XXII.

Ça me prend une bonne minute avant de réaliser que je suis debout, que je respire avec jouissance, que je vois autre chose que de l’obscurité. Je penche la tête et baisse les yeux sur mon corps. Je suis sale et usé comme un mineur. Je relève la tête.



Je suis sur le Territoire de l’immonde CIL, près d’un petit coin boisé. Comme au Moyen Âge les Seigneurs se réservaient un grand territoire où eux seuls avaient accès, cette Usine détient une seigneurie immense, qui contient plus de forêt que la ville qui la voisine. En fait, cette Usine et cette Ville appelée Ellivret Sam sont jumelles, deux petites cités.

La CIL est la Cité de la Mort.

Ellivret Sam est la Cité de la Vie.



Des hautes cheminées sort de la fumée rendue blanchâtre et lumineuse par les ampoules puissantes qui l’éclairent d’en dessous. Oui, ces ampoules, cette lumière artificielle, cette fumée-nuage, ces spirales enroulées autour des cheminées, donnent à l’Usine une fausse Beauté.



Tout en haut d’une autre cheminée danse une flamme salamandrine et impie, petit Esprit du Feu à qui je demande: "D’où tires-tu ta vie, petite chandelle?"

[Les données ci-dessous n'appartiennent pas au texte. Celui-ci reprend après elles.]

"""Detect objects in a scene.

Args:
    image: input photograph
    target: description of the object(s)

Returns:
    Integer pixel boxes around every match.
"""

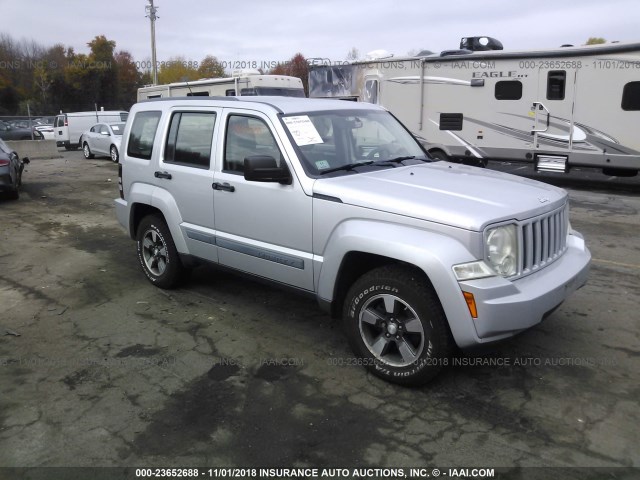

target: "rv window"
[255,87,304,98]
[222,115,282,174]
[364,80,378,104]
[495,80,522,100]
[547,70,567,100]
[622,82,640,111]
[127,111,162,160]
[164,112,216,168]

La flamme se trémousse, tourne ses yeux de cobalt vers moi, des lueurs smaragdines émanant de ses cheveux de feu.

"T’occupes pas de ça… le Bûcher où riffaudent les animaux du Seigneur des Morts m’alimentera pour bien des lustres."

Le feu follet poursuit sa danse un peu puis s’arrête, tourne encore la tête vers moi, ses mains sur le rebord de la cheminée.

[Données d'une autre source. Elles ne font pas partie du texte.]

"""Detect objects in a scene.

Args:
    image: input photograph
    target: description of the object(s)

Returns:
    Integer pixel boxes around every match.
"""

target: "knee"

"Tu ne sortiras plus d’ici alors va voir le Seigneur, tout en haut de la Tour."

Il s’enfonce dans l’orifice en riant, puis avec la brise qui tout à coup se lève il ressort plus grand, maintes fois plus brûlant. Derrière lui je vois la Tour, celle qui gouverne tout ce que je vois. Une torche solitaire brûle tout en haut, comme un œil rouge qui m’attend.